今までにない早さでユウ達のいる場所からあっという間に離れている。
その行動からレダスが何かを狙っている事はわかるのだが、ユウにはレダスの狙っているものはわからなかった。
レダスの走っていく先に、敵と思しきもののすがたは見えない。
と、突然、地面の中から巨大な口が飛び出て来た。
目に見えない速さでレダスがそこに剣を突き出す。
が、その巨大な口は器用にもその剣を避けつつ、レダスに向かって噛みついて来る。
それをレダスはうまく躱すと、その場所から大きく一歩飛び退いた。
巨大な口がその全貌を顕わにする。
それはレダスの腕の太さほどもある巨大な蛇だった。
大きな口はレダスの頭くらいの大きさのものなら軽く丸呑みできそうにみえる。
しかも、その口の中にはびっしりと鋭い歯が覗いている。
レダスから見ても十分巨大な蛇なのだから、ユウからすると化け物にしか見えないサイズの蛇だ。
レダス達と一緒に居ない時にこの蛇に出くわしていたらと考えるとゾッとする。
蛇は恐らく地面の中で身をひそめていたのであろう。
その全身を地表にさらし、バネの様に勢いをつけて一気にレダスに迫っている。
だが、レダスには余裕があった。
体が裂けるのではないかと思う程、目一杯開けたまま迫りくる巨大な口を、寸前の所でギリギリ避けたレダスは、その口に剣を咥えさせ、そのまま一気に尾の先に向かって走り出す。

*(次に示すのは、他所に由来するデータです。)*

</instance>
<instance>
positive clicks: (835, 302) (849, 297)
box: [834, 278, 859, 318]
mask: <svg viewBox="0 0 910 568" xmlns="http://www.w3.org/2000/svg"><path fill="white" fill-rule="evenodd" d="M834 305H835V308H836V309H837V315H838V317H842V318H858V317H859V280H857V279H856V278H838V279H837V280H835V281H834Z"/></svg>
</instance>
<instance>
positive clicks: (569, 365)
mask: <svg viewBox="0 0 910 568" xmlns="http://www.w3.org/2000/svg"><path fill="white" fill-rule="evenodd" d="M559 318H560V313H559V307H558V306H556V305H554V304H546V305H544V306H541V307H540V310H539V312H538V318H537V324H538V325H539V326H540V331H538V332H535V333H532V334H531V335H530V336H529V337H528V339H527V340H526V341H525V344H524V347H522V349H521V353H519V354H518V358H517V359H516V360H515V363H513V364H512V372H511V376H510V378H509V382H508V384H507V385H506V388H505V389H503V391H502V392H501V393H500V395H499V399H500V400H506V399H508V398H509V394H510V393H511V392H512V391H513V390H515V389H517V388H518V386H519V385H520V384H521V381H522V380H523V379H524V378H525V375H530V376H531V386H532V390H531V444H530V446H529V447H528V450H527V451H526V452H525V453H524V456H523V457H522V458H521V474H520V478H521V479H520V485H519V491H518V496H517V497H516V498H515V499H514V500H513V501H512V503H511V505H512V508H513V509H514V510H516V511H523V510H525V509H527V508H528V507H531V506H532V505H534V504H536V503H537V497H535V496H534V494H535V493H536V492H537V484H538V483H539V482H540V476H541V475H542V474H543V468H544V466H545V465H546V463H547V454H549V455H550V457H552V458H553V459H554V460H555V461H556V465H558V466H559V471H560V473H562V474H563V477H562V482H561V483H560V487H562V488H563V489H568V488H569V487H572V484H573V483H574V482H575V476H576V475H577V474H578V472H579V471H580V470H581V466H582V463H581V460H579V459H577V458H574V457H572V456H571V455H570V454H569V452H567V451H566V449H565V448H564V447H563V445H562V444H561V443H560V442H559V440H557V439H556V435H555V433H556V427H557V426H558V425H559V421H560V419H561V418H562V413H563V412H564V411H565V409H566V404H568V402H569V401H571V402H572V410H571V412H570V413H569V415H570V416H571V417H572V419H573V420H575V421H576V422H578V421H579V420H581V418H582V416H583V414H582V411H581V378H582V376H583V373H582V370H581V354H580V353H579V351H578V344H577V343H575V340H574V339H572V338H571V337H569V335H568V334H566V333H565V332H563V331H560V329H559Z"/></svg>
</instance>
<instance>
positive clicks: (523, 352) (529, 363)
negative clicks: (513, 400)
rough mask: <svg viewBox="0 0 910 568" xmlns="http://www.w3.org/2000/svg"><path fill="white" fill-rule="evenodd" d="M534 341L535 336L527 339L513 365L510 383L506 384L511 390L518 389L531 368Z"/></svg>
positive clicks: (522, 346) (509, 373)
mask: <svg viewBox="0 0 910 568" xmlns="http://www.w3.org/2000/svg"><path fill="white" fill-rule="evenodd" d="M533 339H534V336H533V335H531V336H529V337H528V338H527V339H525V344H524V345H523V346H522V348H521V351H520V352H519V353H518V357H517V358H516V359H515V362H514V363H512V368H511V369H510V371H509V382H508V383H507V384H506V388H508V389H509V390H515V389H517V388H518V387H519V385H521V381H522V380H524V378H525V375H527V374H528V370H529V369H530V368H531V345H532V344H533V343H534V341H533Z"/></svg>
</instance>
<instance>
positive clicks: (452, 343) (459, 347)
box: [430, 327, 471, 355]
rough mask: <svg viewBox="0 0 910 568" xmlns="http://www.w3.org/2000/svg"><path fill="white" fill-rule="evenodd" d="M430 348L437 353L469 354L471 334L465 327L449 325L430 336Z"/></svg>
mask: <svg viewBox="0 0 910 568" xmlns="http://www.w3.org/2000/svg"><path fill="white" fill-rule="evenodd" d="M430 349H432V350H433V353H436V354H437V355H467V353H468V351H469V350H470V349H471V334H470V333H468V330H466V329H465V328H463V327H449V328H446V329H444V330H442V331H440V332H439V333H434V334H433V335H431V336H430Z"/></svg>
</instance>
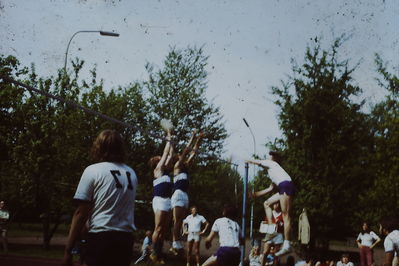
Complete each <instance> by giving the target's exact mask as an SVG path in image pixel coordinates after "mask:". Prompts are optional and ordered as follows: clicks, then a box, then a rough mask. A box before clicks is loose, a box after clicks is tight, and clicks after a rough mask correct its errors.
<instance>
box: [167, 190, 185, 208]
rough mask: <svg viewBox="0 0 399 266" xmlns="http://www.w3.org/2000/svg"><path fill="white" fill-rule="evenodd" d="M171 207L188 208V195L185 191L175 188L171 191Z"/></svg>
mask: <svg viewBox="0 0 399 266" xmlns="http://www.w3.org/2000/svg"><path fill="white" fill-rule="evenodd" d="M171 201H172V208H174V207H177V206H178V207H184V208H188V195H187V193H186V192H184V191H182V190H180V189H177V190H175V192H173V195H172V198H171Z"/></svg>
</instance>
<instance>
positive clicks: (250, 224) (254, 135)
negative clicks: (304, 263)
mask: <svg viewBox="0 0 399 266" xmlns="http://www.w3.org/2000/svg"><path fill="white" fill-rule="evenodd" d="M242 120H243V121H244V123H245V125H246V126H247V128H248V129H249V132H250V133H251V136H252V140H253V142H254V156H255V155H256V141H255V135H254V133H253V132H252V129H251V127H250V126H249V124H248V122H247V120H245V118H243V119H242ZM253 178H255V165H254V166H253ZM252 181H253V179H252ZM252 193H254V188H252ZM253 228H254V203H253V202H252V203H251V218H250V226H249V238H250V239H251V244H252V245H253V243H252V242H253Z"/></svg>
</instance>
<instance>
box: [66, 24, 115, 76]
mask: <svg viewBox="0 0 399 266" xmlns="http://www.w3.org/2000/svg"><path fill="white" fill-rule="evenodd" d="M93 32H97V33H100V35H101V36H111V37H119V33H116V32H110V31H102V30H80V31H77V32H75V33H74V34H73V35H72V37H71V39H70V40H69V42H68V46H67V50H66V52H65V63H64V72H65V73H66V64H67V60H68V50H69V45H70V44H71V42H72V39H73V37H75V35H76V34H78V33H93Z"/></svg>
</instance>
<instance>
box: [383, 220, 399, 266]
mask: <svg viewBox="0 0 399 266" xmlns="http://www.w3.org/2000/svg"><path fill="white" fill-rule="evenodd" d="M380 234H382V235H384V236H385V240H384V249H385V259H384V266H388V265H389V266H390V265H392V261H393V258H394V255H395V253H396V254H399V230H398V220H397V219H396V218H393V217H388V218H385V219H383V220H382V221H381V223H380Z"/></svg>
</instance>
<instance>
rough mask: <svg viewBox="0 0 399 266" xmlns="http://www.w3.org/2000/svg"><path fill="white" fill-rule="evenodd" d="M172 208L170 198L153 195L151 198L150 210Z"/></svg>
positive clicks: (160, 210) (156, 210)
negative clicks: (155, 195)
mask: <svg viewBox="0 0 399 266" xmlns="http://www.w3.org/2000/svg"><path fill="white" fill-rule="evenodd" d="M171 209H172V206H171V203H170V198H162V197H158V196H155V197H154V198H153V199H152V210H153V211H154V213H155V212H157V211H165V212H168V211H170V210H171Z"/></svg>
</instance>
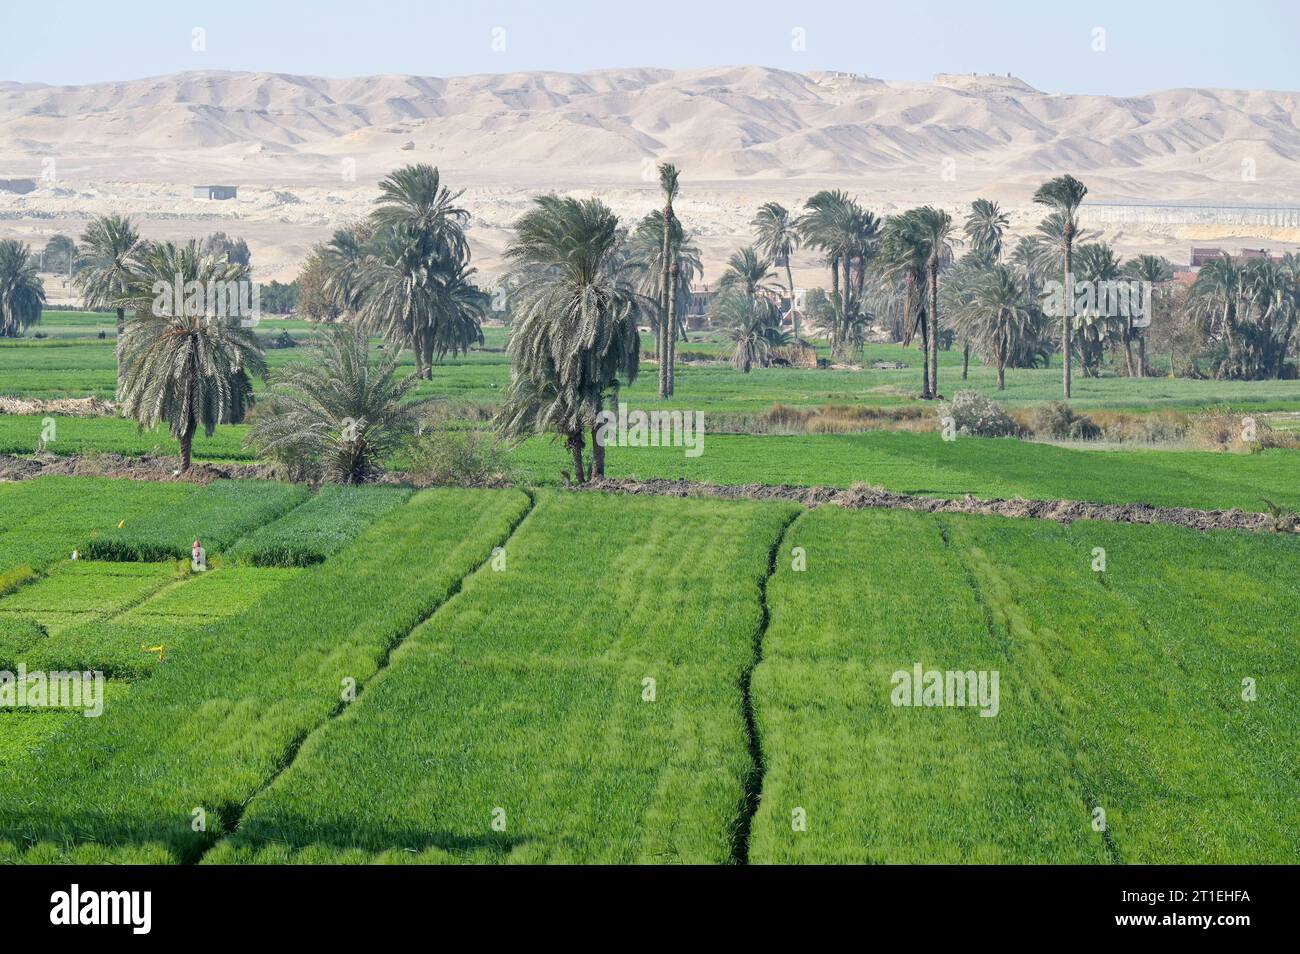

蛇が慌てて身をくねらせるが、もう遅い。その体は見事に真っ二つに裂かれていた。
ズドン、と大きな音をたて、蛇の体が地面に落ちる。
「すげえ」
思わず漏らしたユウの声にすぐにチュラが反応する。
「まあ、レダスが本気になればあんな奴敵ではないさ。私の男なんだ、当然さ」
そこへべティールがやってきて口を挿む。
「あたしの男でもあるんだがな」
肩の上にいるユウやフィノ、ルティナの事も無視して、二人の視線が交錯する。
二人はしばし睨み合い、そしてその後どちらからともなく笑いだした。
ユウは、激しく揺れるチュラの肩から、振り落とされないよう必死になってつかまっているしかなかった。